眠らない悪夢
この病院から一番近い民家の方が、交通事故のような音を聞いたという通報で夏美の元へ救急車とパトカーがやってきた。
夏美は救急車で近くの病院に運ばれ、口裂け女の遺体は身寄りがないため夏美が焼却を望んだ。
翼の死は両親へ告げられ、さぞ悲しんだらしい。
夏美の証言を信じる警察官はやはり少なかった。
しかし、夏美自身はもう信じてもらわなくてもいいように感じた。
なぜなら、すべて終わったのだから・・・
それから3か月後・・・
東京の一角で平凡に暮らす夏美の元に警察から一通の手紙が届いた。
封筒には大塚聡と書かれていた。
おそらく口裂け女について調べた資料が今更ながら発見されたのだろうと思い、中身を出さずにゴミ箱へ捨てた。
しばらくすると電話が鳴る。
相手は警察からで、手紙についての事だった。
「君が言っていたことが大塚さんのデスクの中から出て来てね、それでまだ知りたがっているんじゃないかと思ってコピーしたのを送ったんだが・・・」
「そうなんですか、でもあれは捨てました。もうあの過去を思い出したくないんで・・・」
「あっそうだよね。すみません」
「いえ、いいんです。

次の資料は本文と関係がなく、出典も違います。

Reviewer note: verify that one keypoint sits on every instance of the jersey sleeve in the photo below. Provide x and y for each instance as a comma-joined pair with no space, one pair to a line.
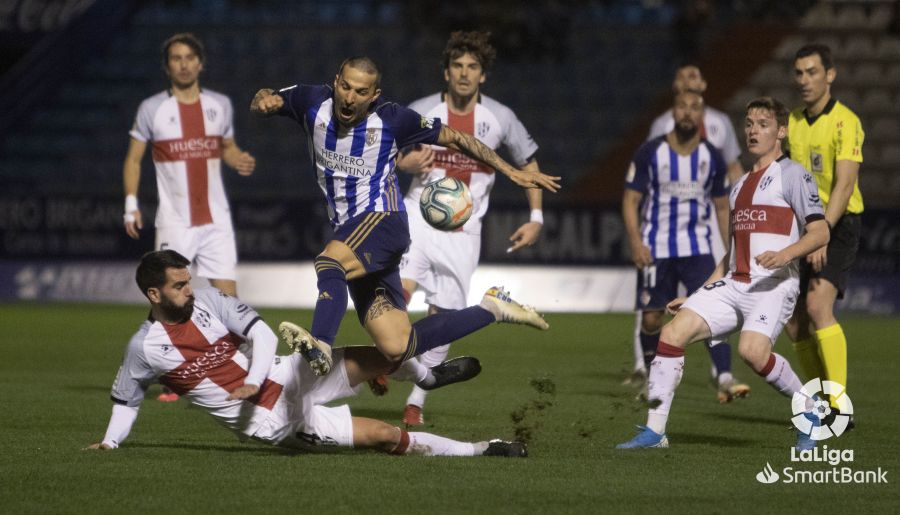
638,176
720,184
142,129
801,193
299,98
408,126
848,139
228,130
518,142
135,375
238,317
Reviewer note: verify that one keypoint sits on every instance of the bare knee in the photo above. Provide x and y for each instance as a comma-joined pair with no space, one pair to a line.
820,309
651,321
754,353
373,433
671,334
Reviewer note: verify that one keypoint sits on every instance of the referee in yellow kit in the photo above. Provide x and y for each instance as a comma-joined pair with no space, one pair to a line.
825,137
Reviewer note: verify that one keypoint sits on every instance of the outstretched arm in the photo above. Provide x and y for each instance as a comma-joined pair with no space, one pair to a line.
120,423
528,234
470,146
815,237
266,102
236,158
131,178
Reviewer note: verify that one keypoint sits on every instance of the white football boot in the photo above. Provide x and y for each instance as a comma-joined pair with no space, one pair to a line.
317,353
506,310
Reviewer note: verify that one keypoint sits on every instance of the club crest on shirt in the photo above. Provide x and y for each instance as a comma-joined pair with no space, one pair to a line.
201,317
815,160
645,297
481,129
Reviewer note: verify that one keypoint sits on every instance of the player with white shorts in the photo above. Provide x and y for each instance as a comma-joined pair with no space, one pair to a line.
220,355
191,132
776,218
442,263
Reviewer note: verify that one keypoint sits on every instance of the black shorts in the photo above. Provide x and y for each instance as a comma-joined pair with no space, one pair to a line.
840,255
378,239
658,283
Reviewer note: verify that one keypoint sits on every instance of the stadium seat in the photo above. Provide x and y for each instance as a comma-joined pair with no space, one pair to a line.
821,16
877,101
788,48
771,74
880,16
866,74
883,129
850,16
858,47
890,156
888,48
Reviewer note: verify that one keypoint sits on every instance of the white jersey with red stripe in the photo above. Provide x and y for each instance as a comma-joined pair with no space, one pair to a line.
204,359
493,124
769,208
187,153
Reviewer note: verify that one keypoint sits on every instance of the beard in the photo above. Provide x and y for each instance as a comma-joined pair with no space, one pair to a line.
684,131
175,313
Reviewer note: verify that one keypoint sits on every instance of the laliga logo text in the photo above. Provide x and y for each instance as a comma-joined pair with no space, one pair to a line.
813,395
814,416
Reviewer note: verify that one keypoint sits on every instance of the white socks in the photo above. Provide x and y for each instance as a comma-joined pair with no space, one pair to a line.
665,374
781,376
428,444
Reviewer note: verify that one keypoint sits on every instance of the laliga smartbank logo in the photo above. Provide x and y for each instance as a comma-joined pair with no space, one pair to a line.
814,417
813,414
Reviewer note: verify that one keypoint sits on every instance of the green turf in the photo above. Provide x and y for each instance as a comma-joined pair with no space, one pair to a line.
58,362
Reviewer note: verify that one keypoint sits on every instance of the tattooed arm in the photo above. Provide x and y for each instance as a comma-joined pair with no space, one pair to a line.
470,146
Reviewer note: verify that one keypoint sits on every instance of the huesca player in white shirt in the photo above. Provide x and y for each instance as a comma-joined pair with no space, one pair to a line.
442,263
191,132
219,354
777,217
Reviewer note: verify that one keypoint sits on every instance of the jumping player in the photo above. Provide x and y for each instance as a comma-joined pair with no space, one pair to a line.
218,353
354,138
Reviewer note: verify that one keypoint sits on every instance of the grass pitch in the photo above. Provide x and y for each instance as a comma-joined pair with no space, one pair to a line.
559,389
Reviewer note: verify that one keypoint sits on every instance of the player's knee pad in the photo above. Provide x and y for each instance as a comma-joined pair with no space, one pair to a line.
326,266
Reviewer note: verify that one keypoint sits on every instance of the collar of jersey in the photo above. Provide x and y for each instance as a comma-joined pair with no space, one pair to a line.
828,107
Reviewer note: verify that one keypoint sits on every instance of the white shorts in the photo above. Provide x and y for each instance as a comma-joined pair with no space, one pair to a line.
210,246
299,420
763,307
442,264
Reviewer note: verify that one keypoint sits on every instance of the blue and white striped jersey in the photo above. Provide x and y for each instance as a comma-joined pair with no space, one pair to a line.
355,167
678,193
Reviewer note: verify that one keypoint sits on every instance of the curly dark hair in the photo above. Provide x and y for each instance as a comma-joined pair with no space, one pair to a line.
151,273
472,42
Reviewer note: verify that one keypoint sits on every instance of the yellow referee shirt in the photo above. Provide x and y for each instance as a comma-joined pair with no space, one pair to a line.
818,143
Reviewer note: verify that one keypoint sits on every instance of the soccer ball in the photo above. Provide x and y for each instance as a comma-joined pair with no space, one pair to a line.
446,204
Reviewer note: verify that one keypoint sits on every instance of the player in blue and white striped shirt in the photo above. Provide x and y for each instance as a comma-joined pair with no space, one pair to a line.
673,184
354,137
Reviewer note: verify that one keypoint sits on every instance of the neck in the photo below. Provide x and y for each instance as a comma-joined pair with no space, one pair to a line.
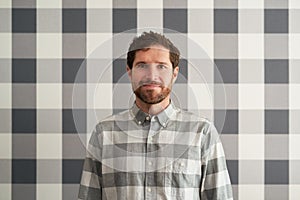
152,109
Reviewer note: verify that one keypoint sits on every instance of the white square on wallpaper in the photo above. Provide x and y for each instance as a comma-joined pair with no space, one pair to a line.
250,192
294,47
49,45
294,146
49,191
5,146
200,96
294,96
150,4
251,4
200,4
99,96
251,96
99,45
200,46
251,46
6,98
49,146
49,96
5,41
49,4
251,147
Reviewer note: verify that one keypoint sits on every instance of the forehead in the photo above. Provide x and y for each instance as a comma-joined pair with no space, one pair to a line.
153,54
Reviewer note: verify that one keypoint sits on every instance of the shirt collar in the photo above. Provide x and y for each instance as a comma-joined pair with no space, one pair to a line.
163,117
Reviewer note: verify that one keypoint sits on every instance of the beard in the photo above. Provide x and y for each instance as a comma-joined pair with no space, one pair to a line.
152,96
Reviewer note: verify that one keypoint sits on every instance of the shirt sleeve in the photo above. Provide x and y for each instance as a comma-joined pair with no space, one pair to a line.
215,181
90,185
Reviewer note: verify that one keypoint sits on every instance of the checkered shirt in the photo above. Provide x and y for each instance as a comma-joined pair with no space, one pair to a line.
173,155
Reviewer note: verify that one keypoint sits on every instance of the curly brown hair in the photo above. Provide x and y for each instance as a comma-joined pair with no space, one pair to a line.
148,39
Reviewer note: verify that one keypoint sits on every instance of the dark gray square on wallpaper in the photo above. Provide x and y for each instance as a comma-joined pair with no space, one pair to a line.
23,191
276,71
23,120
227,125
119,71
225,20
72,170
233,170
276,172
23,70
74,121
124,20
276,121
226,71
175,19
74,71
23,171
74,20
23,20
276,21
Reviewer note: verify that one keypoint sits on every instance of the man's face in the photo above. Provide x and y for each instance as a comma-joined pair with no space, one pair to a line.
152,74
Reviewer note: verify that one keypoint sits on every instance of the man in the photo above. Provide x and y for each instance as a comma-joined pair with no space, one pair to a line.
154,150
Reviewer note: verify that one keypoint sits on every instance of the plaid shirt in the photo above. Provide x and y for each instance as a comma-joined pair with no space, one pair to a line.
173,155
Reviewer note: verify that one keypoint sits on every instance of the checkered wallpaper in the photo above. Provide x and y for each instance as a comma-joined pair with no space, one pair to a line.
255,45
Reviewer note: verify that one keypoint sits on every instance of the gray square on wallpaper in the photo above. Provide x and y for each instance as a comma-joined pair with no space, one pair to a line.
24,171
5,175
49,71
276,192
49,171
226,71
5,121
23,191
175,20
74,20
276,172
49,121
74,45
23,3
119,71
226,46
74,3
174,4
24,146
124,20
70,191
124,4
99,20
74,71
276,96
24,95
49,21
5,18
74,121
73,147
72,170
276,121
74,96
23,70
276,71
23,20
5,70
225,20
276,21
276,147
226,121
23,45
23,120
276,46
233,170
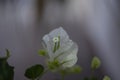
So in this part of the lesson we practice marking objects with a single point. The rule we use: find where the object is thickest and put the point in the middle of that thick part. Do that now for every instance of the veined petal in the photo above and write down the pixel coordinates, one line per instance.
(70, 56)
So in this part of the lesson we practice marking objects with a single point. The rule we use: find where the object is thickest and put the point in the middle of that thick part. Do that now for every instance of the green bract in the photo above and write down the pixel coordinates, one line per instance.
(60, 48)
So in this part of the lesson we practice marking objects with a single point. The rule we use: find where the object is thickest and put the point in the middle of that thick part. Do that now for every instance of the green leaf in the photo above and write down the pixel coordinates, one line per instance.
(6, 71)
(42, 52)
(106, 78)
(34, 71)
(95, 63)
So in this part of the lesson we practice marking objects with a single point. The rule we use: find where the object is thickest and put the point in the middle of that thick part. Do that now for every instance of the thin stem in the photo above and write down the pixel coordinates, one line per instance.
(43, 74)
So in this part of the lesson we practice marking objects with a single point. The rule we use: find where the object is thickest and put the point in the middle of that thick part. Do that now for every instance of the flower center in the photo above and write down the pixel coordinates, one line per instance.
(56, 39)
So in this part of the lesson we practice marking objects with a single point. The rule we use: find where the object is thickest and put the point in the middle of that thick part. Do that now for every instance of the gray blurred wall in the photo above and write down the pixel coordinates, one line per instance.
(93, 24)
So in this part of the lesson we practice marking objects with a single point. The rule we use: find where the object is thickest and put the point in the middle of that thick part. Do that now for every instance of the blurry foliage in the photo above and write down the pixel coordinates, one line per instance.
(6, 71)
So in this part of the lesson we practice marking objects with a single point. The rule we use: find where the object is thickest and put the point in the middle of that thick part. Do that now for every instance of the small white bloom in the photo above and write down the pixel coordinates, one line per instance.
(61, 48)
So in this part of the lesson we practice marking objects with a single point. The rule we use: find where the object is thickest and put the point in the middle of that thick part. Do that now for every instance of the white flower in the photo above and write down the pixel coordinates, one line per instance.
(61, 48)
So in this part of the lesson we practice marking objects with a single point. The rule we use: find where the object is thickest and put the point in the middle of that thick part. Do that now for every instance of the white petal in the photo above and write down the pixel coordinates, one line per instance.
(59, 32)
(48, 44)
(70, 56)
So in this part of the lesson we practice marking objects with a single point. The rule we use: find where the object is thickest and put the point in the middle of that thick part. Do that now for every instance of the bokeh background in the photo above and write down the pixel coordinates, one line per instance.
(93, 24)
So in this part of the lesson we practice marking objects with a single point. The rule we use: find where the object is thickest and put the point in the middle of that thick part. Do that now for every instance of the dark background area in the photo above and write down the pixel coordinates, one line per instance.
(93, 24)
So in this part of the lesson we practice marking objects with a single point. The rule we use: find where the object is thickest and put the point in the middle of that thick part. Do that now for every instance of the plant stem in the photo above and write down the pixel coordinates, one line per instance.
(43, 73)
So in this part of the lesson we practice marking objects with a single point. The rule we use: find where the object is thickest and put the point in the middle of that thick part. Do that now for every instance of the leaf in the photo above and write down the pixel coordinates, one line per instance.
(95, 63)
(34, 71)
(6, 71)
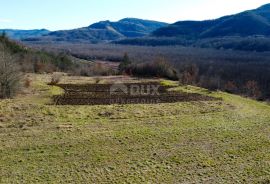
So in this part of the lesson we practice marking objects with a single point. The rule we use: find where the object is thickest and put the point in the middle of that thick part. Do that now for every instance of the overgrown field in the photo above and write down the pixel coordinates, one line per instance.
(186, 142)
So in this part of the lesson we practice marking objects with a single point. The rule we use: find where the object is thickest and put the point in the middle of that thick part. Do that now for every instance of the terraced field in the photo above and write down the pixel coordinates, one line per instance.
(220, 141)
(144, 93)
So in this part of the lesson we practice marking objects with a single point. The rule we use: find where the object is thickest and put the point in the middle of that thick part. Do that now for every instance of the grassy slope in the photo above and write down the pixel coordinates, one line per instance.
(201, 142)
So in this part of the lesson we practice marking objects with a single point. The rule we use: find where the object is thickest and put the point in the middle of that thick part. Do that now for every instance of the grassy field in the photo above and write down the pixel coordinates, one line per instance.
(224, 141)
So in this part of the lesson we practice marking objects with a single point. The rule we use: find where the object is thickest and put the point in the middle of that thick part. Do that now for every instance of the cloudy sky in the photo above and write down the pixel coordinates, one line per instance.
(68, 14)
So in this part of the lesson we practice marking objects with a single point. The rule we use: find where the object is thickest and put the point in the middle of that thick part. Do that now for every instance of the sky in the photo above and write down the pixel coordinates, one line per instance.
(69, 14)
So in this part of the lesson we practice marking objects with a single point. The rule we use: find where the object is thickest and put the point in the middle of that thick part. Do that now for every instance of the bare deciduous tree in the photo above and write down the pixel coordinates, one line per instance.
(10, 76)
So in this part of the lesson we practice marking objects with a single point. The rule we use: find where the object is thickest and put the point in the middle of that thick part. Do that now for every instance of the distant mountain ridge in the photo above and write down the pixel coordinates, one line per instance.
(103, 31)
(24, 34)
(248, 23)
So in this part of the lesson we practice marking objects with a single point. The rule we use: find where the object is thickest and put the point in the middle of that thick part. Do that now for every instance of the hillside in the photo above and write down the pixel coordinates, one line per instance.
(24, 34)
(187, 142)
(34, 60)
(102, 31)
(248, 23)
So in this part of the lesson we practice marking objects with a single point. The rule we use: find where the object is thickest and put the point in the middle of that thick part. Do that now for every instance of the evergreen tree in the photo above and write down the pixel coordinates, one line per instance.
(124, 64)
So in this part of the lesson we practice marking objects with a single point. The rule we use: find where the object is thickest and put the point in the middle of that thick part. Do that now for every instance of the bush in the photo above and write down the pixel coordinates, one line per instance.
(159, 68)
(56, 78)
(10, 76)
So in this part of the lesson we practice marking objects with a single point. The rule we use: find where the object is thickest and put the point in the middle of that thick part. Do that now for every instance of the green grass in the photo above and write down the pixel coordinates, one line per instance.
(191, 142)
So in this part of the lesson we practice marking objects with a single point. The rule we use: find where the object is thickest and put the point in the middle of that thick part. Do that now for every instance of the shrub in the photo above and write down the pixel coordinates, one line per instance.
(124, 63)
(56, 78)
(10, 76)
(159, 68)
(27, 82)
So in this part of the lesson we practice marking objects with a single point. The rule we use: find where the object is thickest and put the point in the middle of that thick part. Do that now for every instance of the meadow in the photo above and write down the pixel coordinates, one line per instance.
(221, 141)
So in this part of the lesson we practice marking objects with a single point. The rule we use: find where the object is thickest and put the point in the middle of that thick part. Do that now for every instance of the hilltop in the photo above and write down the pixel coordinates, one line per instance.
(102, 31)
(248, 23)
(248, 30)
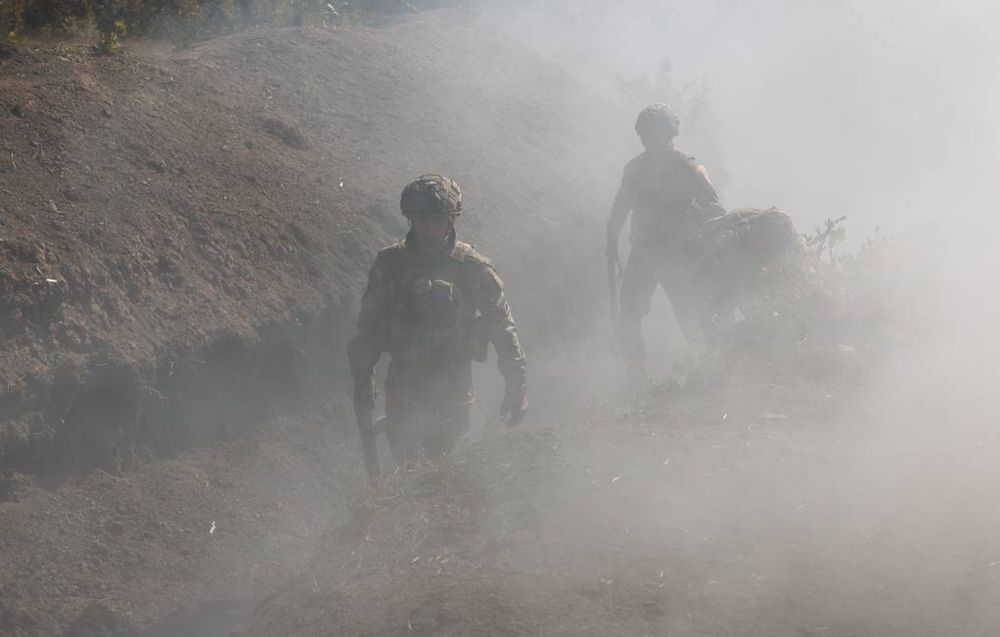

あの遺体も焼却してもう無いんだし・・・」
夏美のその言葉に電話越しの警察官が言葉に詰まる。
「そういえば伝えてなかったね」
「え?何がですか?」
夏美は嫌な予感を察知した。
「あの遺体ね、燃やそうとしたんだが・・・何故か消えていたんだよ」
夏美は受話器を地面に落とした。
その瞬間、部屋の電気が消え、背後に殺気を感じた。
恐る恐る夏美が振り返るとそこには、あの時の姿のままの口裂け女が立っていた。
一瞬きしただけで、口裂け女は夏美の鼻の先に移動しており、顔をぬっと近づけて言った。
「その・・から・・・だ・・もう・・・いらな・・い」
そう言うと口裂け女はうつむいた。
夏美は安心して、肩の力を抜いた。
しかし、口裂け女はまだ何か喋っている。
「だけど・・・お前が私の代わりに生きろ」
そう言って夏美の口元にメスを入れ、左右に耳元まで裂いた。
夏美の叫び声と口から飛び出る血が部屋中を染める。
口裂け女、いやともえはまるで成仏したかのようにその場から消えていった。
夏美は地面に頭をつけ、うずくまった。
ともえが居た場所には白いマスクだけが落ちていた。
それを拾い口元を覆った。
痛みは徐々に消え、流れていたナミダも流れなくなった。
夏美はゆっくりと立ち上がり、台所にある包丁を手にし、裸足のまま外へと出て行った。
それからというもの口裂け女の噂は止まることなく、人間の泣き叫ぶ声が増えていく。
「私は感情もなく、生き続ける。この身滅ぶくらいなら逆に私のような姿の人間を増やせばいい」
荒木夏美、いや口裂け女は今もどこかで生きている。